The RSF, which has also been accused of crimes against humanity and sexual violence, is largely to blame for the violence that has occurred in Sudan during the war.

However, rights groups claim that the SAF targeted civilians as well, bombed residential areas, and stopped aid. The army resisted attending talks in Switzerland to end the war in August.

“This war will not end in one or two, three, four years. Some people mention one million soldiers, but Dagalo predicted that by the year one million will be available.

The United Arab Emirates has also been accused of meddling in the conflict. Sudan’s ambassador to the United Nations, Al-Harith Idriss al-Harith Mohamed, accused the UAE in June of arming the RSF.

In January, a UN report compiled for the UN Security Council&nbsp, said it had “credible” evidence&nbsp, that the UAE had sent weapons to the RSF “several times per week” via Amdjarass in northern Chad. The UAE denied the accusation.

The cost of Israel’s war on Gaza

Money Works

Money Works examines the effects of the conflict on Israel, the Occupied West Bank, and Gaza’s economies after one year of war.

Wildlife numbers plummet 73 percent over past half-century, report finds

According to the World Wide Fund for Nature (WWF), global wildlife populations have decreased by more than 70% over the past 50 years.

The conservation charity published a stocktake on Thursday, assessing more than 5, 000 species of mammals, birds, amphibians, reptiles and fish, warning that habitats like the Amazon rainforest were reaching “tipping points”, with potentially “catastrophic consequences” for “most species”.

The Living Planet Report found the 35, 000 populations under review had fallen 73 percent since 1970, mostly due to human pressures. Terrestrial and marine vertebrates have recorded the slowest declines in freshwater species, followed by terrestrial and marine ones.

According to the report’s snapshots, pink river and tucuxi dolphin populations in the Brazilian state of Amazonas have decreased by 65 percent and 57 percent, respectively, as a result of hunting, with climate change also threatening their survival.

In Gabon, the number of forest elephants had declined by 78 to 81 percent, with WWF researchers finding “strong evidence” of poaching for the ivory trade.
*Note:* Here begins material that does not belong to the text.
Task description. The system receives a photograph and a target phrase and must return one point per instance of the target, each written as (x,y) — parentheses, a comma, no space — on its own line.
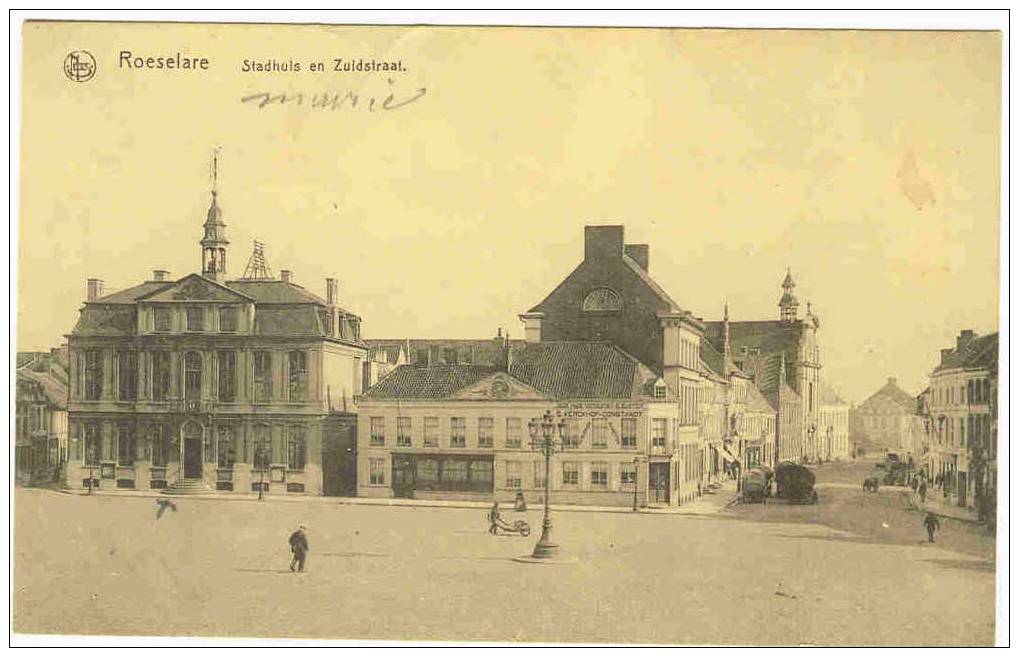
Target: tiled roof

With almost half the continent’s forest elephants in Gabon, the decline was considered a “considerable setback” for the future of the species.

Elephants graze in the Loango National Park in Gabon, where wildlife has been battered by wars, habitat destruction and hunting]File: Steeve Jordan/AFP]

The report found that habitat loss and degradation, driven primarily by food systems, is the biggest threat to wildlife populations around the world, followed by overexploitation, invasive species and disease.

“This is not just about wildlife, it’s about the essential ecosystems that sustain human life”, said Daudi Sumba, chief conservation officer at WWF.

“The changes could be irreversible, with devastating consequences for humanity”, he said, using the example of deforestation in the Amazon, which could “shift this critical ecosystem from a carbon sink to a carbon source”.

Other threats include climate change, in particular in Latin America and the Caribbean, and pollution, notably in North America, Asia and the Pacific.

“The good news is that we’re not yet past the point of no return”, said Kirsten Schuijt, director-general of WWF International.

She cited international initiatives, including a groundbreaking pact signed at the most recent UN meeting on biodiversity in 2022 to protect 30 percent of the planet from environmental degradation, degradation, and climate change by 2030.

But she warned, “All of these agreements have checkpoints in 2030 that are in danger of being missed”.

According to the report, some populations have stabilized or even grown as a result of conservation efforts and species reintroductions.